A group of women stand, talking to each other.
Dr. Tammy Pawloski, left, talks with participants during a demonstration of how poverty can impact future success.

Why Poverty Matters, featuring Dr. Pawloski, Francis Marion University’s Director of the Center of Excellence for Teachers of Children of Poverty, was attended by nearly 100 early educators from across Indian River County. The workshop was funded by Indian River County Children’s Services Advisory Committee and PNC Grow up Great, with additional support provided by Natalie’s Orchid Island Juice Company.

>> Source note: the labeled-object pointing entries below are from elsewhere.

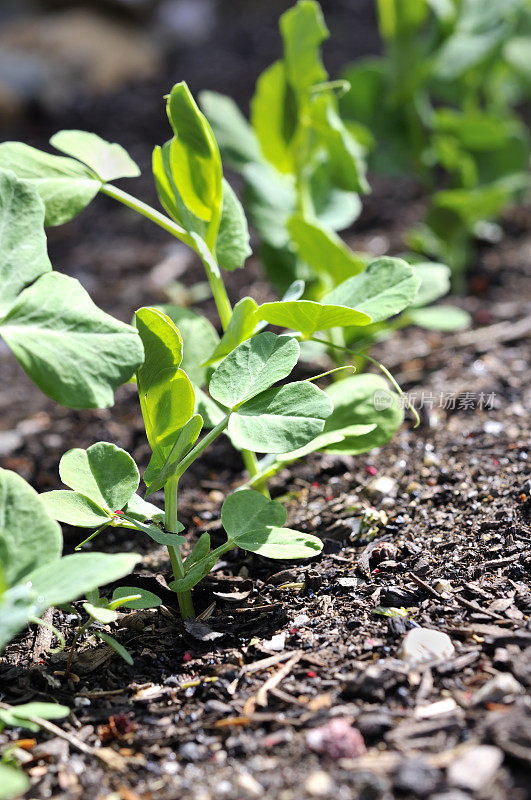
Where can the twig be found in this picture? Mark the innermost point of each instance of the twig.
(481, 338)
(109, 757)
(458, 599)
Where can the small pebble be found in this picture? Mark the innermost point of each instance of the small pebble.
(337, 739)
(422, 645)
(475, 768)
(319, 784)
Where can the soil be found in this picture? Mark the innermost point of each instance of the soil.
(294, 683)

Citing Indian River County’s 11.8% poverty rate, Dr. Pawloski focused on poverty’s significant impact on the brain. Though focusing on the traditional financial definition of poverty, she expanded the definition to mean lacking any of the resources needed to be successful including social, cognitive, physical, and emotional. In exploring how this lack of resources changes the developing brain, Dr. Pawloski also reaffirmed the value of high-quality early childhood education in remediating those deficits.

“We can change the brain if we know what to do,” said Dr. Pawloski. “With everything you say, and in your classrooms, you are building your students’ brains. When the lightbulb goes on, you did that. You are a brain builder.”

A woman sits at a table, speaking into a microphone.
Yehsica Folkerds, Director of Bridges Early Learning Center, shares a reflection on how she builds relationships with her students and their families.

In addition to providing those brain-building learning experiences, Dr. Pawloski emphasized the value of building relationships with students and their families. Noting that classroom disruptions were reduced by 31% when students had a strong relationship with their teacher, she further connected it to future success, referencing a study in which nine out of ten people believed their path out of poverty could be traced back to a single relationship with a key person like a teacher or a coach.

“Building strong relationships between parents and children can help improve children’s mental health and academic performance,” said Marilyn, a local four-year-old teacher in attendance. “Providing parents with resources and support to improve their parenting skills can help them create a nurturing environment for their children.”